Succeeding in their cause, the two couples believe, will help younger gays who are struggling to accept their sexuality. Elaine said she was once engaged to marry a man, but could not go through with it because it would have meant living a lie, as many gays have done, just to conform to society's standards. "Wouldn't it make life easier for a lot of people if they could marry the person they love?" she asked, sitting in her apartment overlooking Toronto's skyline. "In some countries, your spouse for life is chosen for you. In Canada, we should be free to choose." Anne, a day-care worker and professional home organizer, says she was raised to meet public expectations. "When I was growing up, I'd say, 'If I get married,' and my mother would say, 'When you get married,' " she recalls. Now she is getting married, but her mother, while generally supportive, reacted to that notion "with silence." Adds Varnell, an Internet co-ordinator for Sony of Canada Ltd.: "This is about breaking down the barriers that divide people, showing that there's not that much difference between all of us."

Rev. Brent Hawkes, the pastor who will perform the double wedding, says that unless someone can raise a valid objection - that one or more of the four should not be wed because they are either underage, already married or too close a relative to their prospective spouse - he will marry the couples and take their certificates to be registered (the Ontario Marriage Act states that anyone - it does not stipulate sexual orientation - can be married by someone eligible to perform marriages, such as Hawkes). "Runciman has said they won't register them," says Hawkes, who was raised a Baptist but, because he was gay, had to pursue a ministry with another church. "Hopefully, saner minds will prevail when they check with their lawyers - we have strong legal grounds." Hawkes has been attacked by conservative critics. But he says the Metropolitan Community Church is thriving - for a reason. "People are leaving traditional churches because of their archaic positions," he explains. "You can't have a family of a gay son attending a church where the bishop circulates a letter opposing legislation favouring equality for gays and lesbians."

Both the federal Liberals and the opposition Canadian Alliance stand behind the legislation defining a legal marriage as a union between a man and a woman. Others support those views. Schonenbach, who speaks for Canada's Roman Catholic bishops, told Maclean's he does not want to "knock homosexuals." But in their submission earlier this year to a parliamentary committee studying the issue of same-sex benefits, the conference of bishops asked that "marriage should be the preserve of heterosexual couples." Schonenbach concedes that there is anecdotal evidence to prove some gays would make good parents if they adopted children. But, he adds, "it is not the norm. For the stability of family and nurturing of children, the Judeo-Christian tradition favours a man and a wife."

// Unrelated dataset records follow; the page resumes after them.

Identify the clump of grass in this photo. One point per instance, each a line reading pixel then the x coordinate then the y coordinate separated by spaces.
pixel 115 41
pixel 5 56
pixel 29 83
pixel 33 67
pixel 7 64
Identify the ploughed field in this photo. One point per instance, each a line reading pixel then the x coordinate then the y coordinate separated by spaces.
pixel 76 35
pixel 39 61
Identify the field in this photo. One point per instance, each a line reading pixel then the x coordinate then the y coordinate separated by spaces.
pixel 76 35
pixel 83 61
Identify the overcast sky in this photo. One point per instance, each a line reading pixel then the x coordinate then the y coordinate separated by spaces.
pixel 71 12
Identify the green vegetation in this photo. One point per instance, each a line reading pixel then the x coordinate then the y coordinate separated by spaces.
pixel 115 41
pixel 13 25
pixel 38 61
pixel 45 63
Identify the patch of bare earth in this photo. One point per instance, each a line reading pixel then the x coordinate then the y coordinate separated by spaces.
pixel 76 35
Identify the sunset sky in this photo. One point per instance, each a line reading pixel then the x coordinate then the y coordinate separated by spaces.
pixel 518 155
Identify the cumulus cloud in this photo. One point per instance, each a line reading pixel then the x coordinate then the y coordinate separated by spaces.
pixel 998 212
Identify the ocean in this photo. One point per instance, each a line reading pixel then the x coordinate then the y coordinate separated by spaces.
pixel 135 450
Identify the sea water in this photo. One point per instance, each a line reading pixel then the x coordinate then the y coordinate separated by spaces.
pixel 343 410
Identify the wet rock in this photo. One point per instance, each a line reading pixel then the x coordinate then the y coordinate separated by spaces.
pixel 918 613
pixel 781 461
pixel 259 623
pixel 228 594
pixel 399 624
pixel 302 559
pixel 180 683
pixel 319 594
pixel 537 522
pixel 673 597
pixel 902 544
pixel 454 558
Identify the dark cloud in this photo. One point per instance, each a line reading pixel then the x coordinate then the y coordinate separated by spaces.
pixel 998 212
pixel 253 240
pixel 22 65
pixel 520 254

Meanwhile, the two couples say they have received mostly words of encouragement. They are concerned that their double wedding may become a circus complete with media and protesters. But, says Bourassa, "If you're gay, you're used to fighting for freedoms." Elaine Vautour equates their quest to the plight of the wolf, an animal that decorates their apartment in many motifs and was an object of fascination for both her and Anne even before they met. "They're loyal, they mate for life, they hang out in packs," she says. And, she adds, "they have been misrepresented - for so many years."